Asia Society's film series "Iranian New Wave 1960s-1970s," screening November 2-22, illuminates one of the lesser known film movements of the 60s and 70s, during which filmmakers in Iran, similarly to other contemporary movements in France, Czechoslovakia, Japan, and Brazil, were creating works with boldly individual styles that confronted the sociopolitical realities of their time. In Iran, these films, which were influenced by other world cinemas, navigated governmental censorship to offer alternatives to Hollywood movies and shallow domestic popular movies. Despite their immense influence on later filmmakers, these films remain little known and rarely screened. This series, in conjunction with Asia Society's "Iran Modern" exhibition of pre-1979 revolution Iranian art, sheds valuable light on this important period of cinema history. Below are particular highlights of the series; for more information and to purchase tickets, visit
Asia Society's website.
THE COW (Dariush Mehrjui, 1969)
Mehrjui’s second film, based on a story by co-screenwriter Gholam-Hossein Saedi, is now a generally acknowledged landmark of Iranian cinema, but it was banned at the time because of its stark depictions of poverty in the countryside, which contradicted the Shah government’s efforts to promote Iran as a fully modernized country.
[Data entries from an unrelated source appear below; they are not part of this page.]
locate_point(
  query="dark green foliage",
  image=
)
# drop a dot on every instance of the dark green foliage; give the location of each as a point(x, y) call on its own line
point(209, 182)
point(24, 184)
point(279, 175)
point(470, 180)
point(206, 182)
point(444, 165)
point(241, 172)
When a man’s beloved cow and the pride of the village dies, he suffers a mental breakdown and eventually becomes convinced that he is his own cow. The village also collapses as a result, revealing the tenuous nature of its existence, since this one event manages to completely disintegrate its collective psychological stability. The Cow was smuggled to the 1971 Venice Film Festival, where it won the Critics Award, putting Iranian cinema solidly on the world stage; this allowed a belated release in Iran to great acclaim and popularity. The film also had an unlikely fan in the Ayatollah Khomeini, and The Cow has been credited with saving Iranian cinema from being banned completely after the 1979 revolution.
(November 2, 6pm)
THE LOST CINEMA (Jamsheed Akrami, 2007)
Akrami’s documentary, an updated version of his 1985 film Dreams Betrayed follows the development of Iranian New Wave cinema before the 1979 revolution. There are copious film clips of key works, along with interviews with filmmakers such as Dariush Mehrjui, Bahman Farmanara, and Parviz Sayyad (all represented in the series), as well as critics such as Andrew Sarris. The film illuminates the struggles and difficulties of directors to make works that spoke to Iranians’ real lives and to fully express themselves while working their way through the country’s censorship system. Some of these directors were forced into exile after Iran’s climate made it impossible for them to work. The Lost Cinema provides essential context in understanding this period of world cinematic history.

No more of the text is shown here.